I’m committing a cardinal blogging sin here: I’m writing about something that I’m freshly processing. Somehow, writing this post this afternoon feels like a continuation of my recently concluded therapy session. I’m only sharing it, of course, in hopes that it helps you too.
My son is almost two. I’ve been going to therapy about the circumstances of his birth off and on since I was a few weeks postpartum. At first, it was with a social worker my primary care provider connected me to. I got the strange sense that everyone pitied me for what I went through and the trauma responses I was experiencing and didn’t really know how to help. Primarily, it felt like an exercise in handholding to make sure I didn’t slink too far into postpartum mental health oblivion. I didn’t have the space in time from the event to start re-processing any trauma in earnest. I was also preoccupied with keeping a tiny human fed, clean, rested, and clothed.
So, re-processing is what I’ve been doing over the past year with a different trauma-oriented therapist. Don’t ask me about my progress. I don’t know the answer. Some days it feels like I’m almost “over it” and some days it feels like I’m an emotional wreck about to implode.
My therapist always reminds me that when we are re-processing trauma, we’re prone to feeling it in our nervous systems as if we’re going through it again. Appointments are followed by several days of feeling yucky, usually: tired, emotional, incapable.
Today, I logged off my work computer and directly into a therapy appointment. Work today had been objectively fine, but I was feeling extremely stressed about it all the same. I told my therapist I needed to “come down” from the work stress before I could shift into a different mindset.
We talked about coping strategies and ‘windows of tolerance.’ I asked this: “How do I park all the stress that’s important to work through that I don’t have the capacity to deal with right now?” In other words, how do I currently focus on the most urgent and important stressor (work) and set the other problems aside, temporarily (i.e. therapy work, other stresses)?
She reminded me of the technique of visualizing a box and putting all the things that I need a rest from into that box. I told her I was picturing a recipe box. We sat there and put stuff in it, and it helped. I immediately felt calmer. Leaving my appointment, I had a plan: a hypothetical box of stuff to come back to but forget about for now, a mental list lying on top of the box of things to deal with urgently, and a structure for the rest of my day, including embracing this rest time that I’m using partially to write this.

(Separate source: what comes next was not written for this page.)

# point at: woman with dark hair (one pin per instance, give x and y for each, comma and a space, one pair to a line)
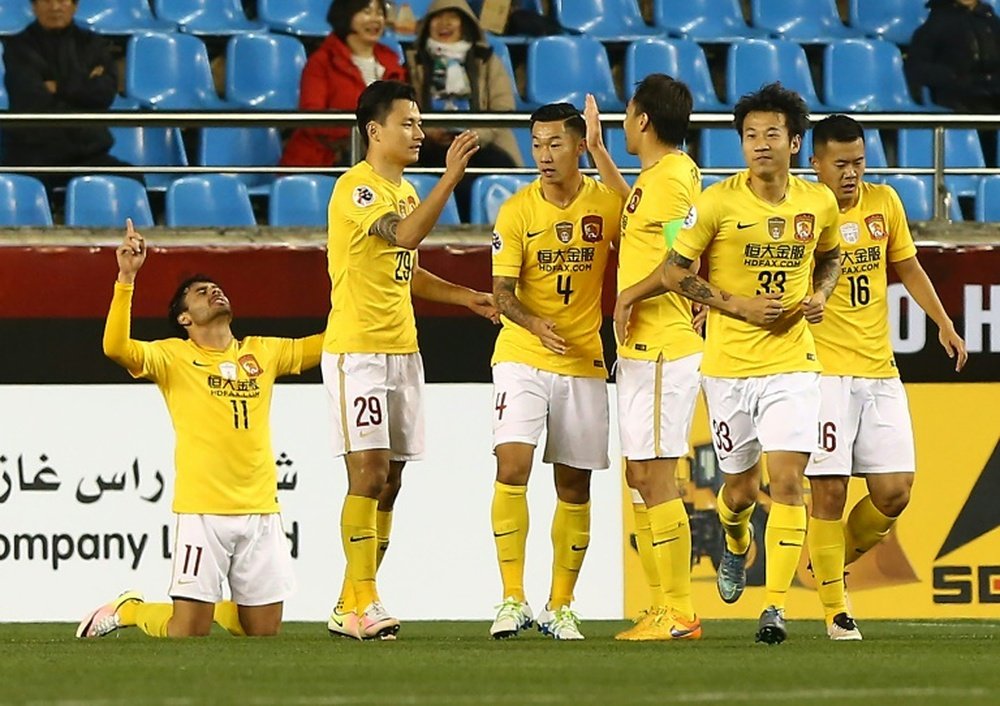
453, 68
346, 62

Coming out of my appointment, and upon a few minutes of further reflection, I’ve decided to trade in my mental picture of a recipe box for a mental picture of a tabernacle. For the non-Catholics reading this, a tabernacle is where the Eucharist (consecrated hosts which have become Christ’s Body through consecration at the time of communion during Mass) is stored. If you see a box (usually gold) with an accompanying a red candle or light in a Catholic Church, Catholics believe Christ is physically present there. Praying before a tabernacle is a beautiful gift that makes tangible the Real Presence of Jesus that is also in our hearts.

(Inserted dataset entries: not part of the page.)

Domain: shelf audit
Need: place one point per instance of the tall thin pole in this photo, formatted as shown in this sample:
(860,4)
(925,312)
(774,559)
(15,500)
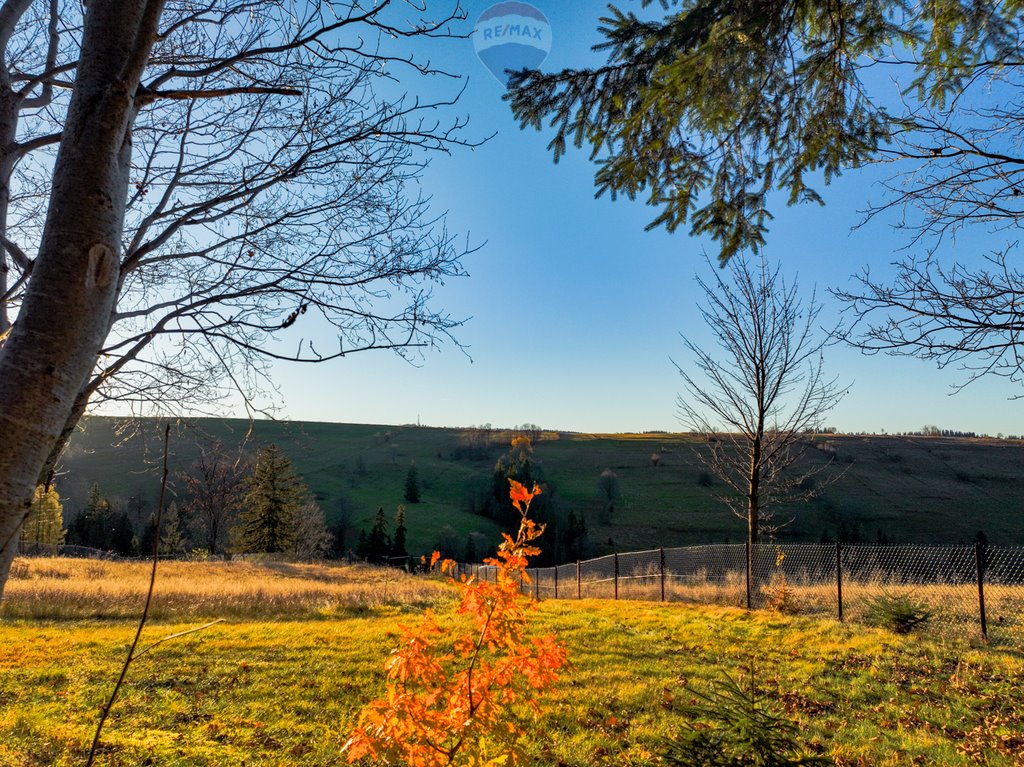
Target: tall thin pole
(616,574)
(979,561)
(839,578)
(662,550)
(749,568)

The thought of putting troubles in a box – on pause – feels passively, but not actively, helpful. Putting my troubles in a container with Jesus (a tabernacle) feels actively helpful, too. Here, God. I don’t have the capacity to deal with some of my problems right now, so I’ll set them down next to You for a little while. If You want to deal with some of them while they are there, I’d be ever grateful.
Maybe this mental image is sacrilegious. I hope not. I don’t think it is. Isn’t that what Christ’s Body did for us? He took on our shame, our sin, and our troubles. I’m sure He’s comfortable with us offering Him our pain and putting it down next to Him.
So, I give myself (and you) permission to park some of your problems in a tabernacle with Him, through visualizing prayer or in prayer in front of a physical tabernacle. It’s alright if we don’t have capacity to deal with all our troubles all at once. I know He’s happy to hold on to some of them for us. I also know His Spirit goes with us while we actively face the troubles that aren’t resting with Jesus in the tabernacle box.
For now, I’m going to close my eyes and start moving my little slips of ‘trouble papers’ from my empty recipe box to a tabernacle that is full of Jesus.
Let the record reflect that this post was drafted and sort-of-edited in less than 40 minutes. So, if it sucks, I seek pardon.
The Heart of Jesus always has a place to contain our most difficult troubles and sufferings. God bless!